Parsing dates from Source operator messages
-
When parsing data that comes from Source operators such as IBM Event Streams or IBM Watson IoT, a streams flow assumes that all Date values are given in ISO 8601 format. The streams flow normalizes the date values internally to Coordinated Universal Time (UTC).
-
Separator characters other than
-,T, and:are also accepted. For example, the date might use a space as a separator:
2018-03-26 15:3:47.123456 -
This parsing is applicable to all Source operators except Code (in Sources).

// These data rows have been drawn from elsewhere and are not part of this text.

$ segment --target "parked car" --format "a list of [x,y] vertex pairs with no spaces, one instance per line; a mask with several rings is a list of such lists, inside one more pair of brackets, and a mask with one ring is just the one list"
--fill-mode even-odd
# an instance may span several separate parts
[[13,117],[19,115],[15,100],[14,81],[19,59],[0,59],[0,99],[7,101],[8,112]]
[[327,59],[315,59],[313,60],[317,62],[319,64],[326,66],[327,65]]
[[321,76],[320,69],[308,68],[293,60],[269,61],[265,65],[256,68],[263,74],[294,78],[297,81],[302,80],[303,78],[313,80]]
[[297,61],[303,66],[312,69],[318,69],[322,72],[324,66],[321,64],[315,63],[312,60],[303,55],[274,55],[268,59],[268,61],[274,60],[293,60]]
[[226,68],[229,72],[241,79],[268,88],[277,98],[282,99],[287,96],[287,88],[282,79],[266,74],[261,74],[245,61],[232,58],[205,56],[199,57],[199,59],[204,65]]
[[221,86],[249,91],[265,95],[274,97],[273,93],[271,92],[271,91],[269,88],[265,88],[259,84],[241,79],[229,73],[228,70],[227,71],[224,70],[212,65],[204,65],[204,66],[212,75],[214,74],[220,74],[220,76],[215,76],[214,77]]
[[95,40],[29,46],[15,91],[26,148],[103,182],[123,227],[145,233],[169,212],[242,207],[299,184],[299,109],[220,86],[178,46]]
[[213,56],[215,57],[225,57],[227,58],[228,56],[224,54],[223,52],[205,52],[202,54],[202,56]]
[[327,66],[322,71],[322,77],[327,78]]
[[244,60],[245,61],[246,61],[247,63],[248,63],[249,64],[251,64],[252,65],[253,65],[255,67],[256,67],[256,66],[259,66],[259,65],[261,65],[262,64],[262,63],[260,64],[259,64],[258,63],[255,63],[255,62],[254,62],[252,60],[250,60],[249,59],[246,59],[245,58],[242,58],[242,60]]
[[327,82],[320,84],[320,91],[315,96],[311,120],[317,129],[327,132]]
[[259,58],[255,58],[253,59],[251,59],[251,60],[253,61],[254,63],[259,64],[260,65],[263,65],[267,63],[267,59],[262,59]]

The following table gives examples of supported formats:
| Format example | Comments | Internal time representation |
|---|---|---|
| 2018-03-26T11:38:47 | No time zone. Up to full seconds. | 11:38:47 (*) |
| 2018-03-26T11:38:47.123456 | No time zone. With microseconds. | 11:38:47.123456 (*) |
| 2018-03-26T11:38:47.123 | No time zone. With split seconds other than microseconds. | 11:38:47.123 (*) |
| 2018-03-26T11:38:47+01:00 | With time zone. The time zone is UTC+1, so it is normalized to UTC. | 10:38:47 The time in UTC when it’s 11:38:47 in a time zone that’s UTC+01:00 |
| 2018-03-26T11:38:47-01:00 | With time zone. The time zone is UTC-1, so it is normalized to UTC. | 12:38:47 The time in UTC when it’s 11:38:47 in a time zone that’s UTC-01:00 |
| 2018-03-26T11:38:47.123456-05:00 | With time zone and microseconds. The time zone is UTC-5, so it is normalized to UTC. | 16:38:47.123456 The time in UTC when it’s 11:38:47 in a time zone that’s UTC-05:00 |
(*) When no time zone is indicated, the time is assumed to be given as UTC.
Tip
When processing dates from multiple time zones, their textual representation in source messages ideally have the respective time zone offset. If not, then you can use a Code operator to enhance the Date values with time zone information that is not explicit in the source. You can also use a Code operator for parsing formats other than ISO 8601.
Formatting Date output for Target operators
-
Outputting Date values to schema-less Target operators, such as Kafka or Redis
The values are formatted according to ISO 8601:
-
2018-03-26T11:38:47Z (value has no split seconds)
-
2018-03-26T11:38:47.123400Z (value contains split seconds)
-
Binary data
-
For ingesting Binary data from source operators that output a single data attribute, select the parsing option “None”. This will stream the data as raw data, without the built-in parsing. The following table gives examples for such operators:
Source operator Data attribute name Kafka event_message HTTP http_body -
For writing Binary data in target operators that usually need a format setting for serializing the incoming data, set the format option to “None” and make sure this operator’s output schema has exactly one attribute. This will pass the data as raw data, without the built-in serialization.
-
In operators that receive or output structured data as typed attributes, the attributes can be of type Binary. Examples of such operators are Code and Streams.